Surprisingly, CERT’s mock disaster scenario isn’t a zombie apocalypse.

Moulaging “victims” of a simulated kitchen explosion, with Fred L. Mathews Conference Center West doubling as a restaurant, consumed a half hour.

By the time he addresses Southwestern Michigan College’s second Community Emergency Response Team graduating class of eight, Dowagiac Public Safety Director Steven Grinnewald, a bolt protruding from his forehead, looks like an extra on “The Walking Dead.”

Graduation caps 20 hours of training since Feb. 4. CERT is a nationwide program that teaches community members how to assist police, fire and EMS.

Kayla Tobias, a criminal justice major from Cassopolis, found the biggest challenge to be a less injured man who had been evacuated to the library lobby “flying back in here” to search for a friend, then refusing to accept his death.

“You naturally find yourself focusing a lot of attention on someone who clearly is not responding,” Patty Klug, Dowagiac Police Department administrative assistant and CERT coordinator, said at the debriefing. “We tend to gravitate to the most serious. At times you need to leave that person who is gone and get on to the next one who has potential to live.”

“One thing I saw this time that was very good that I’ve not seen in the past,” Klug said, “was concern about the emotional impact on other victims and trying to protect them from seeing the dead and trying to help them understand if their friend or child was okay. Comforting them is a big part.”

Det. Dan Wiggins said, “One thing I saw at the time that bugged me was the boy in the kitchen doing a great job making noise, but you won’t go to him. But after talking to you guys, you didn’t want to go in because there was a gas leak. You thought it through logically. You wanted to get him, but you couldn’t. It’s hard when a little kid’s screaming.”

“You guys did a good job slowing things down,” Wiggins continued. “You didn’t rush. The first thing which always breaks down is communication because one person thinks everybody thinks the way they do. One victim ‘escaped’ and made it back into the room. His emotions were supposed to be up and down, completely compliant and happy one minute, frustrating the next.”

Dowagiac Fire Department made available a backboard to transport the injured, but the first class which graduated last Nov. 11 had to improvise with things found around them, from turning a table into a stretcher and a chair into a lift to wrapping a victim like a papoose in a tablecloth to drag them to safety.

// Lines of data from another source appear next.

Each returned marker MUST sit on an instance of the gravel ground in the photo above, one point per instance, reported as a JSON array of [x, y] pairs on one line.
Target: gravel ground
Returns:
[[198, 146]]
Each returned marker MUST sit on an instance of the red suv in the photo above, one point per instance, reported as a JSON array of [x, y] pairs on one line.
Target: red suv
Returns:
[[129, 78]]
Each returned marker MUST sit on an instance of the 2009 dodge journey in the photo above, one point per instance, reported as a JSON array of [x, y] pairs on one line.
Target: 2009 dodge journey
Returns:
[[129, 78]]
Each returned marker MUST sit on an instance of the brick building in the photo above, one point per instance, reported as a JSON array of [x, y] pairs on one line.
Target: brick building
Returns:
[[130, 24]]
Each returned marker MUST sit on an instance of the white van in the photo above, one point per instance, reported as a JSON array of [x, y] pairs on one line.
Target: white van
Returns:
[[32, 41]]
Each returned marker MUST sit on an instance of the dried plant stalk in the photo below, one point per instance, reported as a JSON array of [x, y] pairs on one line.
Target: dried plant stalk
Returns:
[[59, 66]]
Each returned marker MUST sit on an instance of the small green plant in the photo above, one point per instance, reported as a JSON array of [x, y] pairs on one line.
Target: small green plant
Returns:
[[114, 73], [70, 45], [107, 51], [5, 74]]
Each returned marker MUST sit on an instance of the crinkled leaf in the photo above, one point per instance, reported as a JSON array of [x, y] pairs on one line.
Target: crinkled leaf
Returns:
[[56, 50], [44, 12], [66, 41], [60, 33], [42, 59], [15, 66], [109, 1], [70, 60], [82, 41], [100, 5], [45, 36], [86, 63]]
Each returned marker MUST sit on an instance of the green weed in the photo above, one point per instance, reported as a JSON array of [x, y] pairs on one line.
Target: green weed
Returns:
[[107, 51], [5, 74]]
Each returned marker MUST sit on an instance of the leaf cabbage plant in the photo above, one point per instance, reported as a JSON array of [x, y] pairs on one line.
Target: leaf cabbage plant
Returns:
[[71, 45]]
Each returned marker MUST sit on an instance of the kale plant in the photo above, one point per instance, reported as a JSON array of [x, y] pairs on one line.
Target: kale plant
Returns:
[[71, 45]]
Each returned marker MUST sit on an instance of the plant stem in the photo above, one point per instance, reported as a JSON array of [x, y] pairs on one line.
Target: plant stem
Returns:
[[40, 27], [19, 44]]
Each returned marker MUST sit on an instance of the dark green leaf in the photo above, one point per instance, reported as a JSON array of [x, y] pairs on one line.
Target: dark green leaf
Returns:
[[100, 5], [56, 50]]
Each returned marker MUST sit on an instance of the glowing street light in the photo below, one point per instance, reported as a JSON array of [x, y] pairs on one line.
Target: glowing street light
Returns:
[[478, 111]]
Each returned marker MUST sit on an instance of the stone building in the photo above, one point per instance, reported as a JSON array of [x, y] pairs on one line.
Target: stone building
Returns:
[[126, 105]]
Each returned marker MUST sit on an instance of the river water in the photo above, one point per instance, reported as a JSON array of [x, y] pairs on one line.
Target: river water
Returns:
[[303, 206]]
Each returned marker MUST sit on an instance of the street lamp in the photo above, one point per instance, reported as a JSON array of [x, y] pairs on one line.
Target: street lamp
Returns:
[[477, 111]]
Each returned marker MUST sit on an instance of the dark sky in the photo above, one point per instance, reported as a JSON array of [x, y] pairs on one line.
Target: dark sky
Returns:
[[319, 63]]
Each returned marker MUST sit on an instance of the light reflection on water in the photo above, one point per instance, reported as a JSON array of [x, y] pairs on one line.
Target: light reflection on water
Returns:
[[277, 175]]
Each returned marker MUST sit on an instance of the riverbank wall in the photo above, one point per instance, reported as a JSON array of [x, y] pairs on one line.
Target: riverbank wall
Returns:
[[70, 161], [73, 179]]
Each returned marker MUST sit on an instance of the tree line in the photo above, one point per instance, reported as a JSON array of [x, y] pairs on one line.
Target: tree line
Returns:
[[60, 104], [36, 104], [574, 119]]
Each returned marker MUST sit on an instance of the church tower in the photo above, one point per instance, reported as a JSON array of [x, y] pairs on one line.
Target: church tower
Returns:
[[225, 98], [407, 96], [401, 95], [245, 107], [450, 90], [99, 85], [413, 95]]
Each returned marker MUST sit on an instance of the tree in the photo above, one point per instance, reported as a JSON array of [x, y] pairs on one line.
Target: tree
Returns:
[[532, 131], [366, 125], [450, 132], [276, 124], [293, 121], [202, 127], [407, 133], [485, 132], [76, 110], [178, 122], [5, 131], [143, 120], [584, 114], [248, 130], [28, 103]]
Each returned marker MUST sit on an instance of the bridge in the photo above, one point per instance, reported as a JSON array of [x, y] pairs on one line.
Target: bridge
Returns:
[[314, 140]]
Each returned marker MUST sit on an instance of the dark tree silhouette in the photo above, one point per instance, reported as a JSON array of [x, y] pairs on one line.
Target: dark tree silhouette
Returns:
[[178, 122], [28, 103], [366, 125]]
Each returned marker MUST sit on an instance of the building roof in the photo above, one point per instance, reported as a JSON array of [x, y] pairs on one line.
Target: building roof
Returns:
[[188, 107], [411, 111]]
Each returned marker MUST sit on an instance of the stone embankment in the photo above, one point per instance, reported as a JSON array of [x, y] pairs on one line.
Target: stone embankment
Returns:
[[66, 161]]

Wiggins said, “The one thing we can’t (replicate) in any training, whether on the police side or fire side, is true raw emotion. It may be quiet after an explosion, but realistically, there may be fire alarms and sprinkler systems going off. Overall, you did a very good job.”

Two graduates, Cayla Fargo of New York and Nicholas Fuller of Cassopolis, are studying social work. Vineesha Rathnam of Berrien Springs is the mother of an SMC student and a therapist for Family Therapy in St. Joseph.

Kim Luthringer is SMC’s lead admissions advisor. Denis Burns is campus security coordinator. Burns said a CERT Club will be organized.

Topics taught by Klug, Wiggins, Deputy Fire Chief Guy Evans and Kathy Emans, Woodlands Behavioral Healthcare Network CEO, include disaster preparedness, disaster medical, CERT organization, disaster psychology, terrorism and light search and rescue.

“Volunteering for this type of thing is one of the most important things you can do,” Grinnewald said. “You guys are now partners hand-in-hand with us. We need extra sets of hands and eyes for everything we do. You have the ability to help neighbors and friends in our community. Most importantly, you have the ability now to try to save a life. Think about situations in which you might find yourself and how you might respond.”